My head swung up. When I saw him so stunned and shocked, I couldn’t stop myself from going to him. I placed one hand on his shoulder. “She will be. This is something that will probably be with her for life. It’s just something you have to manage, but it won’t stop her from living a full and fulfilling life. I promise you that.”
In a fraction of a second, he snapped alert. His tough, stony exterior rose around him to barricade me away. “She won’t live a full and fulfilling life if she’s dead.”
That made me madder than anything. I let my hand drop and narrow my eyes at him. “Anna is in a lot more danger from you and your activities than she is from this. Your wife died because of you and your business, not because of any seizure. You better remember that.”
I wheeled away. I didn’t want to be anywhere near this guy right now. He was bad news. I knew that when I first laid eyes on him. I never should have let myself get close to him. In a few days, he would take his daughter back to whatever Hell they were both living in. She would probably get hooked up with another biker maniac and get herself shot just like her mother.
I marched away down the corridor. Guys like him made me so steaming mad I could punch s
omebody, but I only made it a few steps before he leaped forward. He grabbed my wrist to stop me and his voice rumbled into my bones. “Maya, wait!”
I shouldn’t have stopped. I knew that, but I did it anyway. If he thought he could talk me out of walking away, he was wrong.
I confronted him with my hackles raised. “What do you want? Nothing’s stopping you from going and visiting your daughter now. Go on in there and leave me alone.”
“Maya…..” he began. “I didn’t mean that. I’m sorry. I’m not used to…. this sort of thing.”
I raised my eyebrows. “This sort of thing? What do you mean?”
He shrugged and shifted from one foot to the other. “I mean…. would you consider…. what if we…. I mean, would you like to go out sometime?”
“Go out? With you?”
He lowered his voice to a murmur. “I’m sorry I said that. I’m sorry I shook you like that. I wasn’t thinking.”
“Obviously,” I fired back.
“Give a guy a break,” he chided. “This isn’t easy for me.”
I hesitated for a second. It wasn’t easy for him and it wasn’t easy for me. I looked down at the hand holding onto my wrist. When I did, I came face to face with the dragon tattoo on his arm.

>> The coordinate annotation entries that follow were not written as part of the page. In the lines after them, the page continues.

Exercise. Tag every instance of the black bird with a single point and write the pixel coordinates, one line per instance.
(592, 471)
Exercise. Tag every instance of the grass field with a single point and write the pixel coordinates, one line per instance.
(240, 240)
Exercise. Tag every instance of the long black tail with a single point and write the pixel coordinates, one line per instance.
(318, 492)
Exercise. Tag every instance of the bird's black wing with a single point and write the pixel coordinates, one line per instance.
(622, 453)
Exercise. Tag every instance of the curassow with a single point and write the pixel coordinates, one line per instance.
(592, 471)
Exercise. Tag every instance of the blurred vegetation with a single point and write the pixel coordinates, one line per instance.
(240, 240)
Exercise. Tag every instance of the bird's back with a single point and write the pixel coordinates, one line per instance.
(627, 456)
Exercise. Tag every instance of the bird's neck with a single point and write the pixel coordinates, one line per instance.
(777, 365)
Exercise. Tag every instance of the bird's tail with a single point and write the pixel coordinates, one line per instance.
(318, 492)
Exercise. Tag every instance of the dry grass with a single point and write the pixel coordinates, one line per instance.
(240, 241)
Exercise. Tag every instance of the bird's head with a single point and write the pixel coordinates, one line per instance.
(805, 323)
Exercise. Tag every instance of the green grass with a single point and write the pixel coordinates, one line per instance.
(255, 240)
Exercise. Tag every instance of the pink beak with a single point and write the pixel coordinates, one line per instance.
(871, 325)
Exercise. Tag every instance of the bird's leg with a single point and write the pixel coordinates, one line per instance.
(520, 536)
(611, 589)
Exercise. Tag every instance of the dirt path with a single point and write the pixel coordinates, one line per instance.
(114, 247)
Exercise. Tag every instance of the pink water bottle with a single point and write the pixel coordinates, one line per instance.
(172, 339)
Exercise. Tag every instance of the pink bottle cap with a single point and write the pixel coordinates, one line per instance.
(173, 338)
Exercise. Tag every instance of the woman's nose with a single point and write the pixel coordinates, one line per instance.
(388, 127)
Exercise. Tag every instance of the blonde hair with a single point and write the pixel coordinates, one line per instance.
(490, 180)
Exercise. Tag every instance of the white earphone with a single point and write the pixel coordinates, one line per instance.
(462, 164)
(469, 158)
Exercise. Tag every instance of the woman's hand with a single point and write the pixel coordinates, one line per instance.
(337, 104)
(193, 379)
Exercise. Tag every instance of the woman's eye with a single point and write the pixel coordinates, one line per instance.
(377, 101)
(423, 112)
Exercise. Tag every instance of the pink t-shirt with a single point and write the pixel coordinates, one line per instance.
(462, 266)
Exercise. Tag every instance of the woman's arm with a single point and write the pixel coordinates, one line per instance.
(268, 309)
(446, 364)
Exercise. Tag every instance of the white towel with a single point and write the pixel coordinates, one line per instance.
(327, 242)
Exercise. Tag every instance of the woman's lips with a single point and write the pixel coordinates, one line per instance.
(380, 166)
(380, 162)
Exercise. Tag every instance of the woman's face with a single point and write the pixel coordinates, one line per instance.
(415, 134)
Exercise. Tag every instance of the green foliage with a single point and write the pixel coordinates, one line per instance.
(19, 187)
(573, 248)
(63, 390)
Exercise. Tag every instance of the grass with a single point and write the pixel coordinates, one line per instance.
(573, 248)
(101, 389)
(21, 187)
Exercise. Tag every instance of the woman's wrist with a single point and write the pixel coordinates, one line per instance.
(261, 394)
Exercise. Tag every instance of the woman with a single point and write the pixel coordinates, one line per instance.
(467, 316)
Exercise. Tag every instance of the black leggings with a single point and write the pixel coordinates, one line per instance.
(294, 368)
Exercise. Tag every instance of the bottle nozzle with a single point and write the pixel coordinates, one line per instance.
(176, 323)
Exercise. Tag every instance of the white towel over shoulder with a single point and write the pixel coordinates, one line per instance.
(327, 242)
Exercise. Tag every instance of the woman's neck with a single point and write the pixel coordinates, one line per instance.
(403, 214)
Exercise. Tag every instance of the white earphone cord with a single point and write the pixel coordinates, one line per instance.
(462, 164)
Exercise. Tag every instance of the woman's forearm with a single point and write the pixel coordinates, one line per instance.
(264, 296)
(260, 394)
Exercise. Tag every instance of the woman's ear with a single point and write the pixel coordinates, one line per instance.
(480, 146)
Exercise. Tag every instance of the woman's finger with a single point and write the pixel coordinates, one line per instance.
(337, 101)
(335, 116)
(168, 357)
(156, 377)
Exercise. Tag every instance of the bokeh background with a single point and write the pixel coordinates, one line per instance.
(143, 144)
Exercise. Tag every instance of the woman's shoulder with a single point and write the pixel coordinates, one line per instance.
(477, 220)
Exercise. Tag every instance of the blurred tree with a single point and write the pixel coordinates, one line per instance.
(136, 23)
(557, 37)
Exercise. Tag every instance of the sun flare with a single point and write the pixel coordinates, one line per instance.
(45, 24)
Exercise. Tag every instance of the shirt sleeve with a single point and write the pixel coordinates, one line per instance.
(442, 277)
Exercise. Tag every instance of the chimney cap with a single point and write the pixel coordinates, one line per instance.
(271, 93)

The serpent glared at me out of a sea of ink. It lashed its tail and bared its glistening fangs in a deadly grimace of murder and mayhem. I couldn’t get distracted by Roman’s nice words or his loving fatherly behavior toward Anna.
If I dealt with Roman at all, in any capacity whatever, I was dealing with that dragon. I had to remember that at all costs.
I raised my eyes to his face. “I really don’t think us going out would be a good idea.”
“Why not?” he asked.
I glanced down at the tattoo again. It told me all I needed to know about him. “I heard you tell that man you were fighting the Longtails.”
A shadow of doubt flickered across his face. “So what?”
“The Longtails are a Chinese gang from the other side of town,” I replied. “I saw a documentary on them. They’re dragons—real dragons. Long means dragon in Chinese. The reporter even had footage of them shifting into people and back to dragons. He documented it on film and broadcast it all over the world.”